# Homework 5: Conditional Probability Models


## 1. Introduction

In this homework we'll be investigating conditional probability models,
with a focus on various interpretations of logistic regression, with
and without regularization. Along the way we'll discuss the calibration
of probability predictions, both in the limit of infinite training
data and in a more bare-hands way. On the Bayesian side, we'll recreate
from scratch the Bayesian linear gaussian regression example we discussed
in lecture. We'll also have several optional problems that work through
many basic concepts in Bayesian statistics via one of the simplest
problems there is: estimating the probability of heads in a coin flip.
Later we'll extend this to the probability of estimating click-through
rates in mobile advertising.
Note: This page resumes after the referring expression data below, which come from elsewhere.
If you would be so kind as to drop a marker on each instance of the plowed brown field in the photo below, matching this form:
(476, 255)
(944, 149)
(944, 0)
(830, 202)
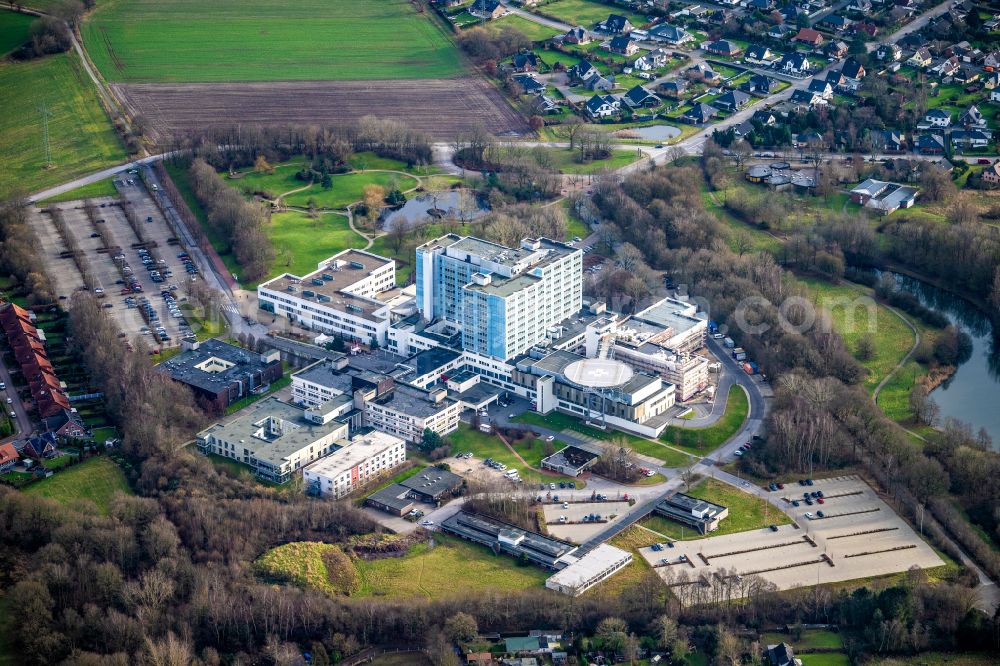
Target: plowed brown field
(441, 107)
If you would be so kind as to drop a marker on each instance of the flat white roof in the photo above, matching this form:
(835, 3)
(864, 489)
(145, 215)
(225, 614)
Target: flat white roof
(580, 572)
(360, 449)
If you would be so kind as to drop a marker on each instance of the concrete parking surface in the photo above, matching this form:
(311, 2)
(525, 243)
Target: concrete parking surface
(860, 536)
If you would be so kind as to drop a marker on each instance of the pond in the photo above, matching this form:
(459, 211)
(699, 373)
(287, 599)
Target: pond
(970, 395)
(656, 132)
(462, 205)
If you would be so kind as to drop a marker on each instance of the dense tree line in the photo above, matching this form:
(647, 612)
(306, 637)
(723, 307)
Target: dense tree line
(20, 256)
(239, 147)
(235, 220)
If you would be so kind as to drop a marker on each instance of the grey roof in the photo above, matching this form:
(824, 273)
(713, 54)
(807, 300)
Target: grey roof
(194, 367)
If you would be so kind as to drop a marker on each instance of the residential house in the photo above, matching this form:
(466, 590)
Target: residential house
(757, 54)
(782, 654)
(670, 34)
(930, 144)
(937, 118)
(836, 22)
(836, 49)
(821, 88)
(724, 47)
(8, 457)
(674, 87)
(972, 118)
(529, 84)
(623, 45)
(795, 63)
(700, 114)
(758, 83)
(921, 58)
(655, 59)
(525, 62)
(991, 175)
(487, 9)
(615, 24)
(945, 67)
(577, 35)
(734, 100)
(969, 139)
(888, 52)
(602, 106)
(805, 98)
(640, 98)
(808, 36)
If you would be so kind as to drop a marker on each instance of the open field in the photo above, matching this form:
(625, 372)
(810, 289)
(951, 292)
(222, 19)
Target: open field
(588, 12)
(443, 108)
(859, 537)
(321, 566)
(313, 40)
(449, 567)
(97, 480)
(700, 441)
(102, 188)
(301, 242)
(746, 512)
(81, 137)
(13, 30)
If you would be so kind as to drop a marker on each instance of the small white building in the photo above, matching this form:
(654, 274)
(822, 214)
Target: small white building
(364, 458)
(583, 573)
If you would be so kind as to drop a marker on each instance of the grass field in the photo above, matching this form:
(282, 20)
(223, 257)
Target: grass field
(321, 566)
(97, 480)
(81, 137)
(700, 441)
(102, 188)
(13, 30)
(192, 41)
(301, 242)
(533, 31)
(348, 188)
(588, 12)
(450, 567)
(746, 512)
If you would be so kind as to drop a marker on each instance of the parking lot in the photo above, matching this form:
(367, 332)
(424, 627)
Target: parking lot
(858, 536)
(576, 529)
(142, 283)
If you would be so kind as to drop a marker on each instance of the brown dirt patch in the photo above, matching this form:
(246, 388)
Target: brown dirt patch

Along the way we'll encounter empirical
Bayes and hierarchical models. 

# 2. From Scores to Conditional Probabilities

Let's consider the classification setting, in which $\left(x_{1},y_{1}\right),\ldots,\left(x_{n},y_{n}\right)\in\mathcal{X}\times\left\{ -1,1\right\} $ are sampled i.i.d. from some unknown distribution. For a prediction
function $f:\mathcal{X}\to\Re$, we define the \textbf{margin }on an example
$\left(x,y\right)$ to be $m=yf(x)$. Since our class predictions
are given by $\textrm{sign}(f(x))$, we see that a prediction is correct iff
$m(x)>0$. It's tempting to interpret the magnitude of the score $\left|f(x)\right|$
as a measure of confidence. However, it's hard to interpret the magnitudes
beyond saying one prediction score is more or less confident than
another, and without any scale to this ``confidence score``, it's
hard to know what to do with it. In this problem, we investigate how
we can translate the score into a probability, which is much easier
to interpret. In other words, we are looking for a way to convert
score function $f(x)\in\Re$ into a conditional probability distribution
$x\mapsto p(y=1\mid x)$. 

In this problem we will consider $\textbf{margin-based losses}$, which
are loss functions of the form $\left(y,f(x)\right)\mapsto\ell\left(yf(x)\right)$,
where $m=yf(x)$ is called the $\textbf{margin}$. We are interested
in how we can go from an empirical risk minimizer for a margin-based
loss, $\hat{f}=\text{argmin}_{f\in\mathcal{F}}\sum_{i=1}^{n}\ell\left(y_{i}f(x_{i})\right)$,
to a conditional probability estimator $\hat{\pi}(x)\approx p(y=1\mid x)$.
Our approach will be to try to find a way to use the Bayes prediction function $f^{*}=\text{argmin}_{f}\mathbb{E}_{x,y}\left[\ell(yf(x)\right]$ to get the true
conditional probability $\pi(x)=p(y=1\mid x$), and then apply the
same mapping to the empirical risk minimizer. While there is plenty
that can go wrong with this ``plug-in`` approach (primarily, the
empirical risk minimizer from a limited hypothesis space $\mathcal{F}$
may be a poor estimate for the Bayes prediction function), it is at
least well-motivated, and it can work well in practice. And $\textbf{please
note}$ that we can do better than just hoping for success: if you have
enough validation data, you can directly assess how well ``calibrated``
the predicted probabilities are. This blog post has some discussion
of calibration plots: [https://jmetzen.github.io/2015-04-14/calibration.html](https://jmetzen.github.io/2015-04-14/calibration.html). 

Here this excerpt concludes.